The power-ups consist of a shield (allowing one extra point of health) and various fruits which give our hero the ability to shoot projectiles. The more powerful fruits allow several projectiles to be fired in rapid succession, though these will bounce around and require a bit of trajectory-calculating to properly master. Still, getting them is almost mandatory, because it really saves you the risk of jumping on enemies directly or having them attack you before you can reach them.

Despite the title, the graphics are closer to the 16-bit style than 8-bit, with more vibrant colours and parallax backgrounds. However, this may be a subtle nod to fellow retro-esque platformer Mutant Mudds, which follows a similar style and bills itself as a “12-bit” game. Sound effects and music are also ripped straight from the early console era, with all the chip-tastic blips and bloops that get our dopamines flowing.

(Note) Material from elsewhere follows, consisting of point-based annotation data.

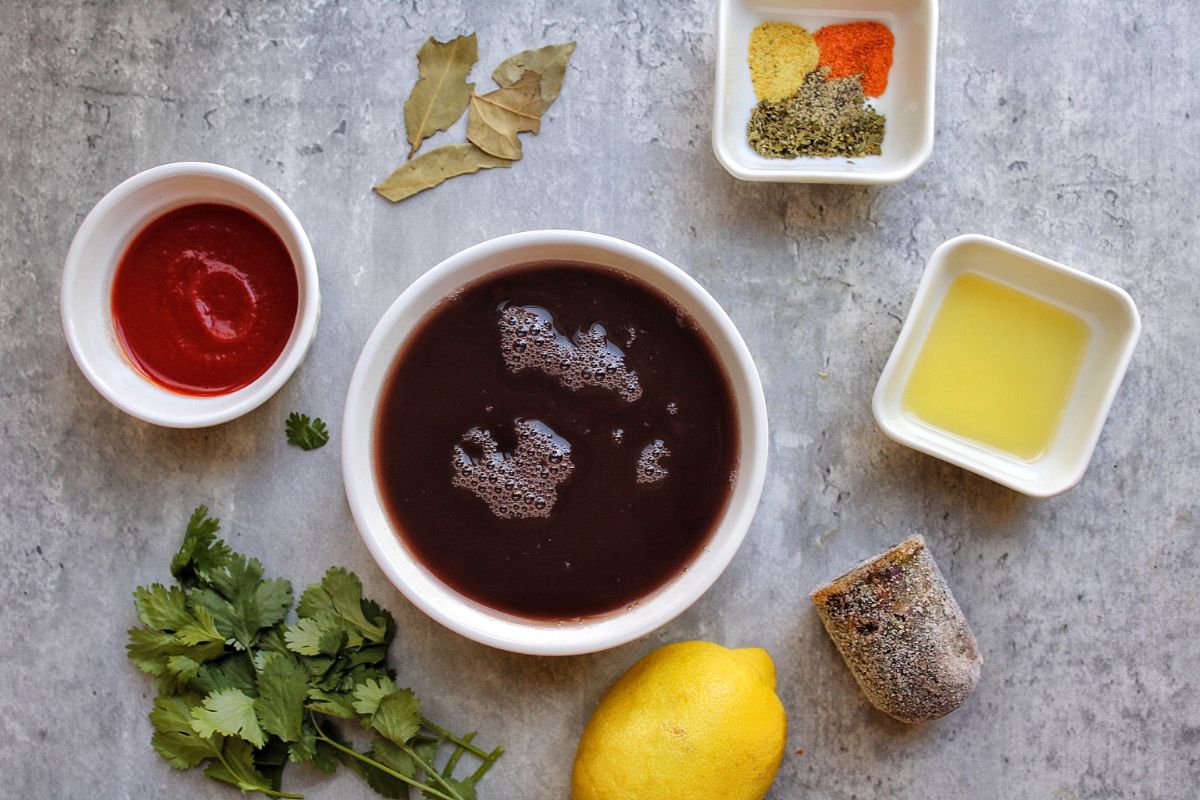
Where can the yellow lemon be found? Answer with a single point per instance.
(690, 720)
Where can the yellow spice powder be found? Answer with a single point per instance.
(780, 55)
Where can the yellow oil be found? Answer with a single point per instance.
(997, 366)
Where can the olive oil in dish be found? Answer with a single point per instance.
(997, 367)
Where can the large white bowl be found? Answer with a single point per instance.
(907, 103)
(1114, 326)
(425, 589)
(88, 290)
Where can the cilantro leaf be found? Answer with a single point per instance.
(393, 757)
(305, 433)
(231, 672)
(313, 636)
(151, 651)
(282, 690)
(174, 739)
(335, 704)
(241, 602)
(202, 551)
(161, 608)
(229, 711)
(202, 629)
(397, 716)
(183, 669)
(340, 593)
(369, 693)
(237, 767)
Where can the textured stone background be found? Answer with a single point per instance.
(1066, 127)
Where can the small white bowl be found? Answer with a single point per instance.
(907, 103)
(1114, 326)
(425, 589)
(88, 288)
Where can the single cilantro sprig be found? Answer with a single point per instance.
(305, 433)
(244, 693)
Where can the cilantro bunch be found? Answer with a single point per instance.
(244, 693)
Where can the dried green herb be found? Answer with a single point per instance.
(495, 119)
(825, 119)
(435, 167)
(442, 92)
(550, 62)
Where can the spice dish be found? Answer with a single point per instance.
(1041, 301)
(100, 246)
(907, 102)
(455, 609)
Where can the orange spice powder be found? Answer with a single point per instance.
(858, 48)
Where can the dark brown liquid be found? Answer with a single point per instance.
(640, 476)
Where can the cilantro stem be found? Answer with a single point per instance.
(448, 770)
(462, 741)
(382, 768)
(430, 773)
(489, 759)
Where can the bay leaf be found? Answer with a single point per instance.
(435, 167)
(441, 95)
(495, 119)
(549, 61)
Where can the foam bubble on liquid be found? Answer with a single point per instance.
(531, 341)
(514, 485)
(649, 463)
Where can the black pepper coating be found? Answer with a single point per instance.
(901, 633)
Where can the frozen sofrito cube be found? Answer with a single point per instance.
(903, 633)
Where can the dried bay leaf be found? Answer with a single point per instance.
(496, 118)
(435, 167)
(549, 61)
(442, 92)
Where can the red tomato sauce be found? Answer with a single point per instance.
(205, 299)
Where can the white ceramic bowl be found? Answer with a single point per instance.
(907, 103)
(88, 288)
(425, 589)
(1114, 326)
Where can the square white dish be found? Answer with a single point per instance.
(907, 103)
(1114, 326)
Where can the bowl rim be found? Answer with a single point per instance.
(209, 410)
(906, 341)
(468, 618)
(741, 170)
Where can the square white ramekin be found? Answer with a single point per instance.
(907, 103)
(1114, 328)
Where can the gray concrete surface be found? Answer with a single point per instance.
(1066, 127)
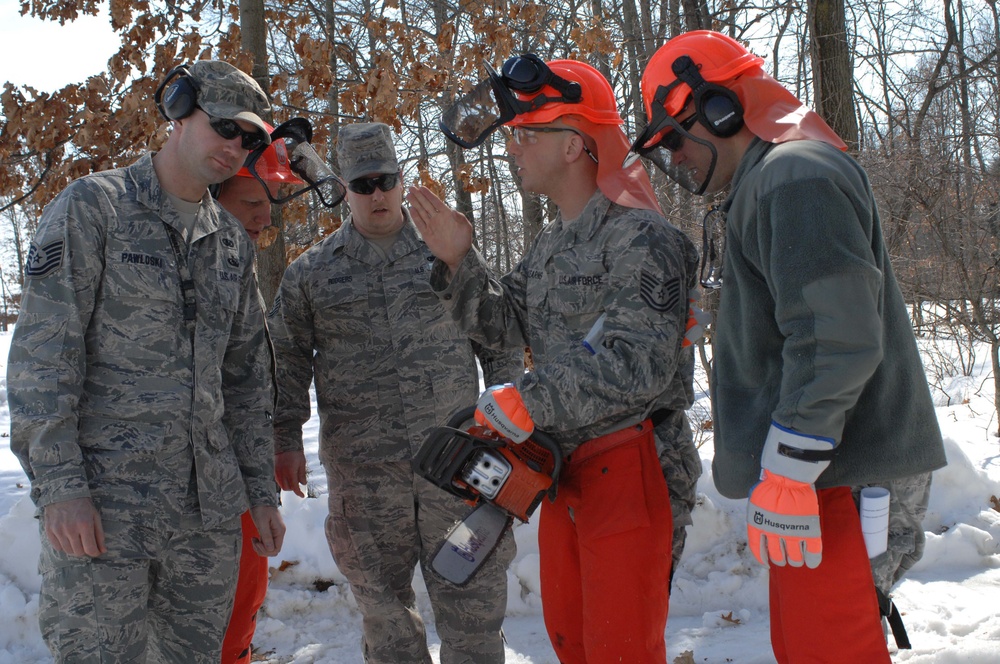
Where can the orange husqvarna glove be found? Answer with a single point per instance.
(500, 408)
(783, 511)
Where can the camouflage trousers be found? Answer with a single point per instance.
(681, 465)
(908, 498)
(161, 594)
(383, 521)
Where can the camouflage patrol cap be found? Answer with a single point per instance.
(365, 148)
(226, 92)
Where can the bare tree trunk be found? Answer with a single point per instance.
(270, 260)
(832, 70)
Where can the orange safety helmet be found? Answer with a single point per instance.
(719, 67)
(594, 111)
(595, 103)
(272, 164)
(291, 161)
(718, 58)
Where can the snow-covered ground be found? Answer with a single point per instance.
(718, 610)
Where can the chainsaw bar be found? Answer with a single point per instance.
(470, 542)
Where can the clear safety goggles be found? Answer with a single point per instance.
(311, 170)
(493, 102)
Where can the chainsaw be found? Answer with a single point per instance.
(501, 479)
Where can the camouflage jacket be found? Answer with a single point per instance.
(389, 363)
(626, 264)
(106, 377)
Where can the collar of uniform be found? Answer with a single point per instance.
(151, 195)
(756, 151)
(587, 224)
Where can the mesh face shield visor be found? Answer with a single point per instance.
(304, 171)
(492, 102)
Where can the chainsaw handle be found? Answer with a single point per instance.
(540, 437)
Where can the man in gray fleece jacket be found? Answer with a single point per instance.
(817, 385)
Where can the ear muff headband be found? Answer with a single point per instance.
(179, 100)
(718, 108)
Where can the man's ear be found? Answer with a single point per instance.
(574, 148)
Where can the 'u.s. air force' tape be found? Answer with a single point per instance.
(43, 260)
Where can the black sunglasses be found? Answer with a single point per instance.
(229, 129)
(366, 186)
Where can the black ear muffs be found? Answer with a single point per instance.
(718, 108)
(177, 100)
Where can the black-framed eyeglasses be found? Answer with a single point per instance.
(367, 186)
(529, 136)
(713, 243)
(674, 140)
(230, 129)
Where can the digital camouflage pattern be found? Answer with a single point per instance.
(630, 265)
(103, 368)
(389, 365)
(226, 92)
(195, 587)
(164, 424)
(377, 538)
(365, 148)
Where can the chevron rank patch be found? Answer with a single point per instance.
(43, 260)
(660, 295)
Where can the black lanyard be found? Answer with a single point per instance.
(187, 282)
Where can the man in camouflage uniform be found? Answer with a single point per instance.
(356, 312)
(139, 393)
(609, 270)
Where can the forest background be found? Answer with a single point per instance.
(913, 87)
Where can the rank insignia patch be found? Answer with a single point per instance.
(43, 260)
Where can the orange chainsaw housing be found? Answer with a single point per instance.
(530, 476)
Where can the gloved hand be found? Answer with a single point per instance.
(783, 511)
(500, 408)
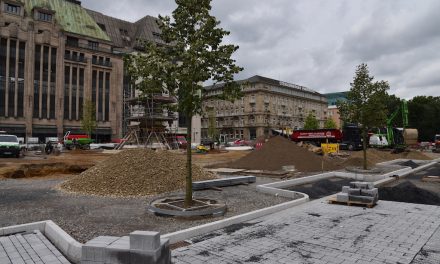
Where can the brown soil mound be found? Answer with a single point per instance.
(376, 156)
(278, 152)
(136, 172)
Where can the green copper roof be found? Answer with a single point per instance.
(71, 17)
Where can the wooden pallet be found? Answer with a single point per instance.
(332, 200)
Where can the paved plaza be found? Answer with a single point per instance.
(29, 248)
(317, 232)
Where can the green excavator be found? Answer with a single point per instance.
(396, 138)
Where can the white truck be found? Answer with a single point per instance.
(9, 146)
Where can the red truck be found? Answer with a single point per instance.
(318, 135)
(73, 141)
(349, 138)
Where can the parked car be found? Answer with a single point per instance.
(9, 145)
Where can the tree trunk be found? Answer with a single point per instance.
(364, 147)
(188, 193)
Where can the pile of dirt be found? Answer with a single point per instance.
(278, 152)
(375, 156)
(137, 172)
(408, 192)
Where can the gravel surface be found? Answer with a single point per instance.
(136, 172)
(85, 217)
(278, 152)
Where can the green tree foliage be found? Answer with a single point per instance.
(193, 54)
(88, 120)
(424, 114)
(366, 104)
(311, 122)
(330, 124)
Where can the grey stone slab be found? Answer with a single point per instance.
(230, 181)
(318, 232)
(29, 248)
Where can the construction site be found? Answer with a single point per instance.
(90, 193)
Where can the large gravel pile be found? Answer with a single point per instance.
(136, 172)
(278, 152)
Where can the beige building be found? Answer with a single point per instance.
(268, 105)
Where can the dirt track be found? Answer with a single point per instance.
(33, 165)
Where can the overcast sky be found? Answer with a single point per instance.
(318, 43)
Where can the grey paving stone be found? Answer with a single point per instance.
(318, 232)
(29, 248)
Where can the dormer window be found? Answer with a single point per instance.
(13, 9)
(93, 45)
(45, 17)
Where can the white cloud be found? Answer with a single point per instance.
(318, 43)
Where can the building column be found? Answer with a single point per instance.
(17, 49)
(7, 78)
(59, 87)
(29, 82)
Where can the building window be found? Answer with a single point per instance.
(93, 45)
(13, 9)
(45, 17)
(102, 26)
(73, 42)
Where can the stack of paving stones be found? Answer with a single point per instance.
(138, 248)
(361, 192)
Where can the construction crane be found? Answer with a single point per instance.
(396, 138)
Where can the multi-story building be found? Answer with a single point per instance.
(55, 55)
(333, 111)
(267, 105)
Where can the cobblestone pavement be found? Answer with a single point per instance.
(318, 232)
(430, 253)
(29, 248)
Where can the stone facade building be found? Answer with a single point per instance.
(267, 105)
(55, 55)
(333, 111)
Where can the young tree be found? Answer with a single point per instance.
(88, 120)
(311, 122)
(366, 104)
(193, 54)
(330, 124)
(212, 126)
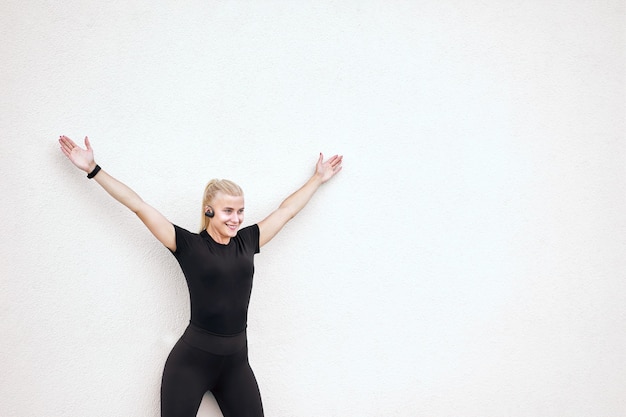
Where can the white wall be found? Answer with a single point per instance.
(468, 261)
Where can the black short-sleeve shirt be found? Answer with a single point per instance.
(219, 277)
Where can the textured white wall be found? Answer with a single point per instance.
(468, 261)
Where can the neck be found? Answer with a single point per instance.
(222, 240)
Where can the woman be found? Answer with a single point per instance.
(212, 354)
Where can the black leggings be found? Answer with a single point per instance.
(201, 362)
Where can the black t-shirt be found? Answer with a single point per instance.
(219, 277)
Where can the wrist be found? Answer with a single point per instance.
(94, 171)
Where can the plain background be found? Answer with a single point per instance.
(468, 260)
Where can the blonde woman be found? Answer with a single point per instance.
(218, 264)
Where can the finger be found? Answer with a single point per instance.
(70, 143)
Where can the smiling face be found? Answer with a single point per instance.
(228, 216)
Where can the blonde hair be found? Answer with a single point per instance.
(210, 191)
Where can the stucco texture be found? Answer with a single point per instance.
(468, 261)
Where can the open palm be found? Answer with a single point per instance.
(82, 158)
(328, 168)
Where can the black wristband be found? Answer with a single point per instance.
(94, 172)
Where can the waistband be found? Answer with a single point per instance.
(213, 343)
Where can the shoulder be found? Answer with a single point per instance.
(249, 236)
(184, 238)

There’s no point in beating around the bush: this is a Mario clone of the most shameless variety. If you’ve played these clones before and are sick to death of them, then you’d best give 8BitBoy a miss. If, however, you’re up for old-fashioned platforming fun with a bit of a challenge, then you’ve got no reason to pass this one up. Grab it on Steam for a measly $3.99; Windows and Mac users will have a blast, but Linux users are left out in the cold with this one. Also, play it with a controller for maximum effect.